The cloud that hangs over a certain second floor apartment

It's depressingly hot in my apartment. The kind of hot where the ceiling fans I've turned on and the windows I've opened up provide insufficient comfort for the second floor dwelling which has been my miserable home for the past ten and half months. It's not as unbearable as it was last weekend, with the air just horribly sweltering and the air breaking a hundred degrees before mid-day.

No, it's the kind where it's more subtle, not disgusting as you first walk in, but gradually you feel incredibly tired and lie down, proceed to take a nap, then wake up because it's hot and the only thing sucking the energy out of you is this discomfort which stealthily hangs its cloudy head over your second floor apartment.

I wash off my makeup using the water from the shower since next to NO FREAKING WATER is coming out of the bathroom sink.
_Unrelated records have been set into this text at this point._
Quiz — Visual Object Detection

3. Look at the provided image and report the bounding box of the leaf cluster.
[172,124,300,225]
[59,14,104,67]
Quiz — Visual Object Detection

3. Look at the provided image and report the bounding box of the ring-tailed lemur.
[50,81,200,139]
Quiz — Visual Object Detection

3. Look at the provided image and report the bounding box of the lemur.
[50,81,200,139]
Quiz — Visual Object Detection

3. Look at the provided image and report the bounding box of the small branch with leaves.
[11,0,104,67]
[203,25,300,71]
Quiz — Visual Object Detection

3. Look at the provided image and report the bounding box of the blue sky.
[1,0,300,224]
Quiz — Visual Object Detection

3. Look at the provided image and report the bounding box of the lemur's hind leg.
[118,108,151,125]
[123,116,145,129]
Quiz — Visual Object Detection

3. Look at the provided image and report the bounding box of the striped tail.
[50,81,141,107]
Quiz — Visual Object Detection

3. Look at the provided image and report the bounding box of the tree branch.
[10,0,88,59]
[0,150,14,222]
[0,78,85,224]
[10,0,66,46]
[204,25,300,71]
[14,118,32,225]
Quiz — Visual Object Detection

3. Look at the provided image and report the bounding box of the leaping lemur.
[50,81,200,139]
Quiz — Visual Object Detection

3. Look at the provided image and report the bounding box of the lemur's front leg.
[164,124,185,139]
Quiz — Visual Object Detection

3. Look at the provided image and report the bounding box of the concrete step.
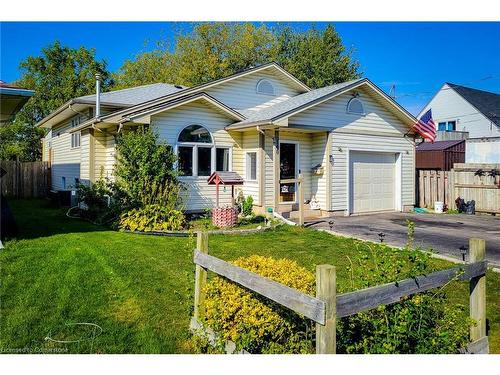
[289,209,323,220]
It's always something. With no make-up on, I grab my books and my laptop and seek refuge in a nearby coffeehouse across the street. As I walk down the steps and onto the sidewalk, instantly my body feels comfort, the cooler 79 degrees a world away from the cloudy karma of the space I've just left.
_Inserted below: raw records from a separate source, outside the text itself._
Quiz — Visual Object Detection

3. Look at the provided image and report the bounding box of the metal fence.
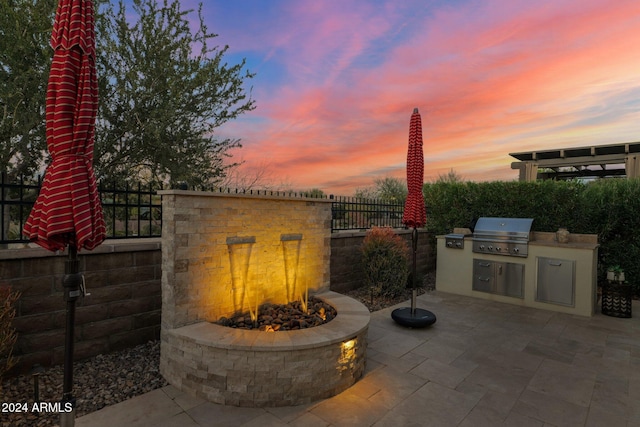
[0,175,41,244]
[331,196,406,232]
[0,174,162,245]
[99,181,162,240]
[1,174,409,244]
When you can't relax at home, it leaves you ill at ease. Pretty much all the time, but basically whenever you head back to your apartment, whenever you're there, well you get the picture. It makes for the crap festival that your mood is experiencing, which, if unresolved, unappeased, and unrelenting, may result in that huge prick at the coffeehouse with that gaping chip in their shoulder.

So I'm sitting here, at this coffeehouse (thank God for coffeehouses), checking apartment listings and venting off about the living space that is my apartment, steaming at the current state of things, trying to figure out how quickly and easily does a person's attitude change. There are so many circumstances that come into play. And to single one out would not identify a single overriding catalyst to these things. Man, the circumstances which can change a person.

Sometimes you just have to get out of your apartment.